开发者

Wikipedia (MediaWiki) URI encoding scheme

How do Wikipedia (or MediaWiki in general) encode page titles in URIs? It's not normal URI encoding, since spaces are replaced with un开发者_JAVA百科derscores and double quotes are not encoded and things like that.


http://en.wikipedia.org/wiki/Wikipedia:Naming_conventions_%28technical_restrictions%29 - here you've got some kind of description of what their engine enforces on article names.

They should have something like this in their LocalSettings.php: $wgArticlePath = '/wiki/$1';

and proper server URI rewrites configuration - they seem to be using Apache (HTTP header), so it's probably mod_rewrite. http://www.mediawiki.org/wiki/Manual:Short_URL

You can also refer to the index.php file for an article on Wikipedia like this: http://en.wikipedia.org/w/index.php?title=Foo%20bar and get redirected by the engine to http://en.wikipedia.org/wiki/Foo_bar.
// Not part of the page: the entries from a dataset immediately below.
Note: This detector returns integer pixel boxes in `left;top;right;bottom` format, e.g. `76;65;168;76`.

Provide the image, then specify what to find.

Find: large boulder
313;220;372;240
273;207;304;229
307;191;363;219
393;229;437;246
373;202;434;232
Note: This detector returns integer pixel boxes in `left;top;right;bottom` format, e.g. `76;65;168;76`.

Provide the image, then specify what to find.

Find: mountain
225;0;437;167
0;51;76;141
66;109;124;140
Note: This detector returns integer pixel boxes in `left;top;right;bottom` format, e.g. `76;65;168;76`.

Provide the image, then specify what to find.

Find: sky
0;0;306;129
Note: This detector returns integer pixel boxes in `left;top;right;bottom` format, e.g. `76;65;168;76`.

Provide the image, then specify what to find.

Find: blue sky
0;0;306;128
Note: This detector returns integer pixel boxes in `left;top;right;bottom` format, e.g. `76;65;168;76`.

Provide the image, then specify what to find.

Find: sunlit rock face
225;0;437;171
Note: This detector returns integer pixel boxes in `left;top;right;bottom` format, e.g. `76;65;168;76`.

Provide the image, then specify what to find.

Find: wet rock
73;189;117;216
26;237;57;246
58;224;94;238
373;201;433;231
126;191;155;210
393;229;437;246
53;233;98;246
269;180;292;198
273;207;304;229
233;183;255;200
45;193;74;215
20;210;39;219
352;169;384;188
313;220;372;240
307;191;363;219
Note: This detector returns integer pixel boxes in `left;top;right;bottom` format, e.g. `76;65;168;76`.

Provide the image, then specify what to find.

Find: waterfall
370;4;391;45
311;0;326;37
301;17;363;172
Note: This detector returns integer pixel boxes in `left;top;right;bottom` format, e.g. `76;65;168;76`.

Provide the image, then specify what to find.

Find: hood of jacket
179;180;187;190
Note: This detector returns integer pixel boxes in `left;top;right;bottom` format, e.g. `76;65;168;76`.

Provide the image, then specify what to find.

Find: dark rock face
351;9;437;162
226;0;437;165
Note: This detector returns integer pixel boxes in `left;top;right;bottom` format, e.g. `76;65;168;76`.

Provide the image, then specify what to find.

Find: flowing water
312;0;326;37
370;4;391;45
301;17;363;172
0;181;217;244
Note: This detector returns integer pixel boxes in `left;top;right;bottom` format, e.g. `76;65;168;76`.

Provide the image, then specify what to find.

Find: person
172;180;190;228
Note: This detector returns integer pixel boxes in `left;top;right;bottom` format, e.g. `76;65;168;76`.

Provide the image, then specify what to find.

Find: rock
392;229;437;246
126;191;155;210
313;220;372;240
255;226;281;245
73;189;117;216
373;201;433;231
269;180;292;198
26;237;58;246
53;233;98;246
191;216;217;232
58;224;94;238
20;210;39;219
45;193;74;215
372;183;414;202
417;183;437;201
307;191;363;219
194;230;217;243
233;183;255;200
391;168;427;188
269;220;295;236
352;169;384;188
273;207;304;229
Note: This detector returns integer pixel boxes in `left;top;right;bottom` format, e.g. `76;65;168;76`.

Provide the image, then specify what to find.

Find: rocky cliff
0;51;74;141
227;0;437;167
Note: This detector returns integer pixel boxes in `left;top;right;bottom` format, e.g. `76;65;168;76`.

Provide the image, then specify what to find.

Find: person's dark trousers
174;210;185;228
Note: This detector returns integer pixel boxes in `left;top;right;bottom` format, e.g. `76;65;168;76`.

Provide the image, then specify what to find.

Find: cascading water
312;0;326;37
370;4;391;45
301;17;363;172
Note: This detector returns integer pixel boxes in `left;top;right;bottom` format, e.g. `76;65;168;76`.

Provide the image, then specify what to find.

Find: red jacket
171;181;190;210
Behind the scenes mod_rewrite translates it into /index.php?title=Foo_bar. For the MediaWiki engine it's the same as if you visited http://en.wikipedia.org/w/index.php?title=Foo_bar - this page doesn't redirect you.
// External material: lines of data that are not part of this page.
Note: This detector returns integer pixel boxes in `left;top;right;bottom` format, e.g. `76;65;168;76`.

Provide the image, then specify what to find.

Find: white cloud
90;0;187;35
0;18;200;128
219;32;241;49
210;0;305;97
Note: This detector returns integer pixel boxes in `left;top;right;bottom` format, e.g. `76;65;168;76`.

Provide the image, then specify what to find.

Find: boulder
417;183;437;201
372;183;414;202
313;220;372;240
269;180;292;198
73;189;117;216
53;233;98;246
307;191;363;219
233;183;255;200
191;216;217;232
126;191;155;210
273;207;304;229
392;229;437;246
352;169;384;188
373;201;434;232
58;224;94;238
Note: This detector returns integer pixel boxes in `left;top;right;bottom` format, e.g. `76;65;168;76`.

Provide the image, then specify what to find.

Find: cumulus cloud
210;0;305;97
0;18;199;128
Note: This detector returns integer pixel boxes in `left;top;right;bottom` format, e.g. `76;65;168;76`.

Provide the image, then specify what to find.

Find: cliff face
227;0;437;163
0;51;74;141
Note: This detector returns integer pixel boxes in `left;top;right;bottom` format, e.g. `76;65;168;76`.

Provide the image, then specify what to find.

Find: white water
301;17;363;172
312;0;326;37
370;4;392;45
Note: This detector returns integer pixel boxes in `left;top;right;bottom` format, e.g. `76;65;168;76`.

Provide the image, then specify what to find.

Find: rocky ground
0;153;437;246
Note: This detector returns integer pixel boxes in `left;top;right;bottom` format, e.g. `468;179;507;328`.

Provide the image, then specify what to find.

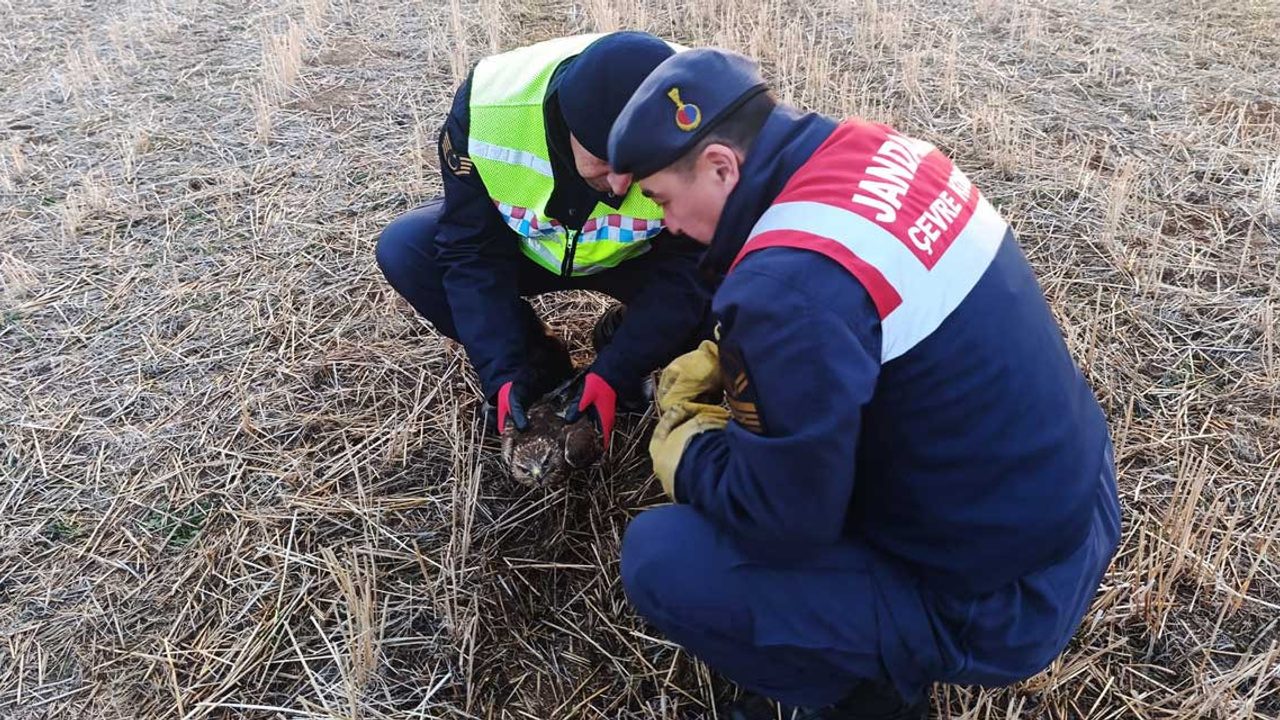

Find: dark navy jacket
434;58;707;398
676;109;1115;594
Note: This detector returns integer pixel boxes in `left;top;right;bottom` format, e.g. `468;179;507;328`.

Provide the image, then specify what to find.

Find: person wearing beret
376;32;710;447
608;49;1120;720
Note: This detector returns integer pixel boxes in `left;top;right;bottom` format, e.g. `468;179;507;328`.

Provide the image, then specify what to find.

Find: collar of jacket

The process is quite complex and isn't exactly pretty. You need to look at the Title class found in includes/Title.php. You should start with the newFromText method, but the bulk of the logic is in the secureAndSplit method.

Note that (as ever with MediaWiki) the code is not decoupled in the slightest. If you want to replicate it, you'll need to extract the logic rather than simply re-using the class.

The logic looks something like this:

  • Decode character references (e.g. é)
  • Convert spaces to underscores
  • Check whether the title is a reference to a namespace or interwiki
  • Remove hash fragments (e.g. Apple#Name
  • Remove forbidden characters
  • Forbid subdirectory links (e.g. ../directory/page)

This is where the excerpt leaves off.